While a minor feature on the grand scheme of things, this is perhaps of particular note given the heat that Google is currently facing in Europe over the friction it allegedly puts in the way of users in terms of finding and using alternative search engines on Android. Vivaldi, evidently, wants to make it easier to switch between search engines.
“Our UI is all about making the browser as useful as possible for the user,” von Tetzchner said. “This is just one example of that, for the user to be able to quickly change search engines on the fly.”
Elsewhere, there is a built-in screenshot feature that not only enables you to capture what is visible on the screen at that moment, but also the entirety of the web page. This is already possible on Android, but usually requires a third-party app.
As with the desktop app, Vivaldi has built the Android incarnation on Chromium, the Google-developed open source browser. However, the company is quick to stress that it has developed much of the underpinning code and technology itself, rather than leaning on Google’s — it has built its own sync server, and wants its users to know that it it doesn’t send data to Google. Moreover, data, including passwords, is encrypted on the device itself, meaning that third parties can’t access this information (assuming the user’s password isn’t compromised).
So while Vivaldi has some long-standing big-name and small-name rivals, it thinks it has enough tricks up its sleeve to make a sizable dent in the browser sphere.
“Vivaldi is one of few companies offering both a desktop and a mobile browser,” von Tetzchner said. “We also have an active ecosystem. We have our own sync server and we also provide a free and ad-free web mail and blogging platform through Vivaldi.net. We also build our own browser core, in contrast with many of the mobile browser vendors, meaning we have more control over the code we run.”
There are a bunch more neat features embedded into the app that you (and we) will undoubtedly discover after a while, making Vivaldi’s entry into the mobile world a worthwhile endeavor. But will Google (Chrome) or Mozilla (Firefox) be quaking in their proverbial boots at this launch? Probably not, but that isn’t the point here. The point is to bring a feature-packed, cross-platform browser to market, one that power users — and those looking for an alternative to the long-established incumbents — can employ. Vivaldi isn’t necessarily looking to conquer the world, it’s looking to provide a better option, and it’s not stopping here.
“The browser you choose on your mobile device requires more and more agility to be effective in your day-to-day,” von Tetzchner added. “Vivaldi rises to the challenge. As the way people use phones continues to evolve, we’ll strive to continually innovate, bringing the best possible browsing experience to your mobile devices.”

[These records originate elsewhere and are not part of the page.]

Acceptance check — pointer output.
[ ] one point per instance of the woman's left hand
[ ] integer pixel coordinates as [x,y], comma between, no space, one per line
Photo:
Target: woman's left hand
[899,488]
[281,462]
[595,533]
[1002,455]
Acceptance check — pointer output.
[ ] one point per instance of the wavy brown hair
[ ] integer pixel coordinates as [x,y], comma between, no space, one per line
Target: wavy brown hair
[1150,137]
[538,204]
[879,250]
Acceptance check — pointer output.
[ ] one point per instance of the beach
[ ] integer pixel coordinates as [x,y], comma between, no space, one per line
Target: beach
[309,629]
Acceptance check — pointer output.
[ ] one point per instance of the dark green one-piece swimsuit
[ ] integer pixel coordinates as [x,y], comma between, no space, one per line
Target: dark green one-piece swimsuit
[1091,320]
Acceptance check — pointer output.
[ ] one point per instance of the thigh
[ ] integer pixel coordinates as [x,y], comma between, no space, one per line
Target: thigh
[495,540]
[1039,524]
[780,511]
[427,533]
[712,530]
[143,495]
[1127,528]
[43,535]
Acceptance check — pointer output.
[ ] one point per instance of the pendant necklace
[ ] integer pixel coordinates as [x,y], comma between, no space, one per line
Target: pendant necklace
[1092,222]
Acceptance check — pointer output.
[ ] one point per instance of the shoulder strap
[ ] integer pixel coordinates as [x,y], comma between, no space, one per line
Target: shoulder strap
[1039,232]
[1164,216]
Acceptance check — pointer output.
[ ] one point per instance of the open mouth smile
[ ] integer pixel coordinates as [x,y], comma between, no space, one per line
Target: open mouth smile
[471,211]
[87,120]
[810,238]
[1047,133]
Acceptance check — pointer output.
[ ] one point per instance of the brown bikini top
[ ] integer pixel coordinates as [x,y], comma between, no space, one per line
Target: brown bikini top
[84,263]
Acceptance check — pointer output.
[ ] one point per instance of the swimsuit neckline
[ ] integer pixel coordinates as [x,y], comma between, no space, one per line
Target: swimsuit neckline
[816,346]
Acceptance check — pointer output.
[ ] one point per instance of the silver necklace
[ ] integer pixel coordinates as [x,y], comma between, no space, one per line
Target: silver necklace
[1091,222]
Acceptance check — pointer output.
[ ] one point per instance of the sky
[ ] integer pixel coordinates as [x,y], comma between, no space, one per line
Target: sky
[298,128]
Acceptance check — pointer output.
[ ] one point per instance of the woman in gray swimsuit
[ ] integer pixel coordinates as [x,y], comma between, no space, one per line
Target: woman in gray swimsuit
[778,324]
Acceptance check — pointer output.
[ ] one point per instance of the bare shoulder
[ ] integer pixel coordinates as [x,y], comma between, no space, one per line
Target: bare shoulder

The remaining elephant in the room here is, of course, Vivaldi’s mobile plans beyond Android. Can we expect an iOS incarnation in the future? The short answer to that is probably, but not for a while.
“The priority at this time is Android — we can reuse code on Android and utilize the same code base,” von Tetzchner continued. “Apple does not allow us to use the same code on iOS, so it requires a lot more work to deliver on that platform. We do hope, however, to provide an iOS version sometime in the future. Ideally that would be through Apple allowing us to reuse our code, but we aim to make it happen anyways.”